Como un mundo que se abre a su inmensidad, la Tierra Hueca de aquel reencuentro titánico post-pandemia revelaba la posibilidad de una futura ficción inspirada en su descubrimiento. Desde ahí, Godzilla y Kong: El nuevo imperio (2024) perpetúa su idea, sin vergüenza alguna de ser reconocido como lo que es: un espectáculo mayúsculo o una caja de juguetes —metafórica y literalmente— donde caben cientos de historias por cada nueva criatura que aparece, introduciendo un paisaje inexplorado que abraza la ilusión de quienes encuentran una pasión por esto.
Con esta nueva entrega, el monsterverse de Legendary suma otro capítulo a su definición como saga, esta vez de forma consecutiva al repetir la dirección de Adam Wingard, responsable de películas como Tú eres el siguiente (2011) o The Guest (2014) antes de su incursión al blockbuster de monstruos gigantes.

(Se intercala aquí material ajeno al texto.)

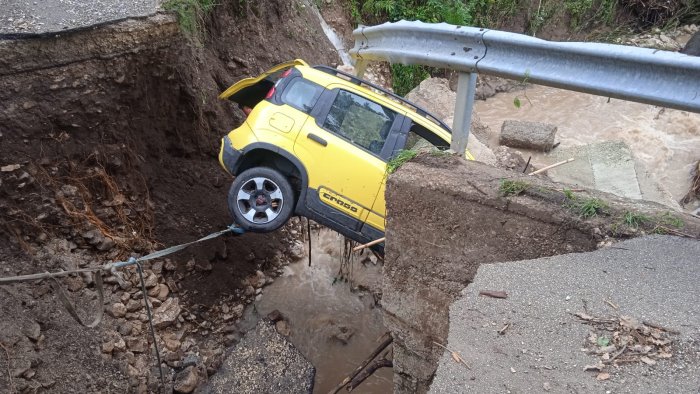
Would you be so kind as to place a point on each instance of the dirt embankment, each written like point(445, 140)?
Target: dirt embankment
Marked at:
point(109, 139)
point(477, 214)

La presencia de su autoría podría resultar imperceptible en un cine que se elabora desde tantos estratos, sin embargo, sería prudente resaltar algunos ejemplos recientes para contrastar esto, véase el caso de Gareth Edwards y su inconmensurable The Creator (2023) o Ben Wheatley y su disparatada Megalodón 2: La fosa (2023). Aún bajo el yugo de unos cánones industriales que exigen un determinado modelo de producción, es posible localizar en ellas una voluntad creativa y una mirada que perfila un fondo cinematográfico. De hecho, el propio Godzilla (2014) de Edwards es uno completamente distinto al de esta película, reforzando ambas posiciones sobre la representación de un mismo personaje —en este caso, del lagarto atómico—. Este cambio sobre el paradigma y la concepción dramática de Godzilla ya está presente en su primera etapa japonesa, donde es posible distinguir una clara diferencia entre la visión del monstruo en la película original de Ishirō Honda de 1954 y aquella otra vis cómica surgida a finales de los 60 con la explotación del mismo. Lo cierto es que ambas versiones del rey del kaiju sostienen un tono muy distinto, pero tampoco dejan de ser compatibles, subvirtiendo las expectativas de quien quiere leer todo en una sola dirección. Al contrario de la recientemente galardonada Godzilla: Minus One (2023), este “nuevo imperio” no obtendrá la misma trascendencia dramática al priorizar esa segunda faceta festiva, la que antaño se asociaba a Jun Fukuda, a La isla de los monstruos (1969) o a Hedorah, la burbuja tóxica (1971).
Wingard abraza sin miedo ese cine desacomplejado, destinado esencialmente a un público infantil por su total inverosimilitud acartonada, imposible de asumir cuando tienes demasiado claro cómo deben ser las cosas. De ahí que su afán por abrir el mundo que explora sea tan enriquecedor, porque todo es posible o ridículo.
Ignorando los diálogos entre humanos que subrayan la acción de los colosos, su violenta y desproporcionada interacción es genuinamente elocuente, persiguiendo el gag que resulta reconocible en numerosos gifs de películas de aquella última etapa de la era Showa. Además, esa visión sobre la destrucción a gran escala es sumamente satisfactoria, convirtiendo todo emblema cultural en un patio de recreo para los monstruos, torciendo su condición elemental y reduciendo nuestra trascendencia como especie. De esta forma, sucede lo que viene siendo habitual en este tipo de propuestas, que lo que más le pesa es el desarrollo a pie de calle, acercando unos personajes que pasa por alto al no congeniar con la acción en paralelo.
Sobre la balanza, Godzilla y Kong: El nuevo imperio cae (por su propio peso) a favor de una inmediatez que no puede dejar de verse en sus referentes, reivindicando cierta inocencia en su hazaña desmesurada: la de hacer una película capaz de imaginar que todo eso es posible, escapando a la gravedad y el juicio de quien cree que puede tapar el sol con un dedo.